Ad Networks collect inventory from publishers, sort that into categories, and then sell those “packages” of inventory to advertisers. Ad Networks are not automated and they require separate contracts for each purchase. There are different types of Ad Network:

Horizontal: Horizontal Ad Networks add with a huge number of publishers, with pretty low barriers to entry, and operate on a cost-per-click (CPC) basis. This type of network is good for low budged campaigns, but offers little opportunity for targeting.

Vertical: Vertical Ad Networks offer a more targeted approach. They work with publishers in a particular niche such as “lifestyle” or “sports”, giving the advertiser a better chance at hitting the right audience.

Premium: Premium Ad Networks only accept inventory from the most reputable publishers.

Ad Networks have been criticised for their lack of transparency because neither advertisers nor publishers are aware of the partners they’re dealing with. Another shortcoming of Ad Networks are their fixed segmentation and CPM prices.

Don’t confuse Ad Networks with Ad Exchanges. Ad Exchanges are marketplaces where ad inventory is bought and sold via RTB.


Put simply, DSPs allow advertisers to purchase ad inventory programmatically from Ad Exchanges, Ad Networks and SSPs, but the real benefit they offer is audience targeting. They allow an advertiser to reach high-value, high-intent audiences at scale across the web to drive conversions. A DSP allows them to engage in audience retargeting based on 1st-party data—i.e. to target users that have previously visited a website or shown intent by entering a shopping cart, for example. A DSP also allows for prospecting, where advertisers can bid on audiences based on look-alike models, 3rd-party data, or categories.

The other key feature of a DSP is its Real-time Bidding (RTB) capability. This allows display ad inventory to be purchased at the individual impression level through bidding. An Ad Exchange holds an auction for each impression, with bid requests sent to DSPs. The DSP determines a bid amount based on the value of that impression, and bids automatically on behalf of the advertiser. Bidding takes place in milliseconds, before the webpage and winning ad is viewed by the user.

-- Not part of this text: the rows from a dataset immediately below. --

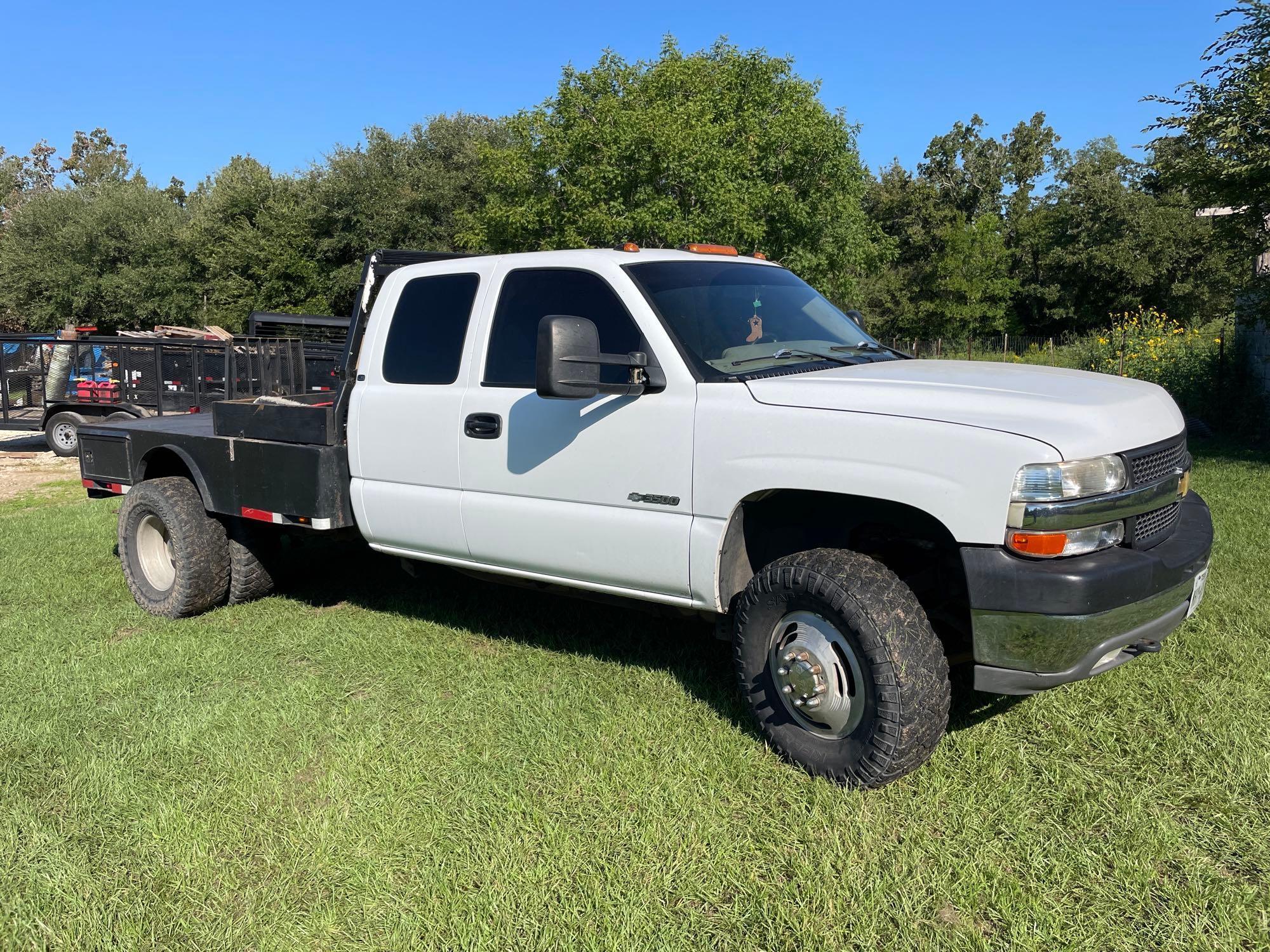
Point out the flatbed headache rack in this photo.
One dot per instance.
(324, 338)
(40, 374)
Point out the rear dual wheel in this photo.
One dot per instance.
(841, 668)
(175, 555)
(181, 562)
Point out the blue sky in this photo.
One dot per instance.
(190, 86)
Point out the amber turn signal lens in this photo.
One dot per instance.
(709, 249)
(1046, 544)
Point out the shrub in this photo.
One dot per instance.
(1189, 362)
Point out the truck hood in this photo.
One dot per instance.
(1079, 413)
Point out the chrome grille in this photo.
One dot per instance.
(1156, 463)
(1155, 526)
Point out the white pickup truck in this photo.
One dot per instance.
(704, 431)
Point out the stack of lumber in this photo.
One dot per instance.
(175, 333)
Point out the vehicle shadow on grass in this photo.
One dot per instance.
(623, 631)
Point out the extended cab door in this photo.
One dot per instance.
(404, 423)
(595, 491)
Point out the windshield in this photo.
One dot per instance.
(733, 318)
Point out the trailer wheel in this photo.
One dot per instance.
(252, 553)
(841, 668)
(62, 433)
(176, 557)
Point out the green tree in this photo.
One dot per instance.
(971, 284)
(96, 159)
(719, 145)
(1116, 241)
(251, 246)
(407, 191)
(1224, 120)
(107, 256)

Other benefits of DSPs are:

  • Centralised campaign management
  • Global controls
  • Unified campaign tracking and reporting
  • Optimisation to meet advertisers objectives

The verdict

Automation, RTB and in-depth targeting options have made DSPs the popular choice for most advertisers. The advertiser gets access to the inventory of a huge range of publishers globally at a market-determined price, and all they have to do is manage their campaign as the actual buying process is taken care of automatically by the DSP.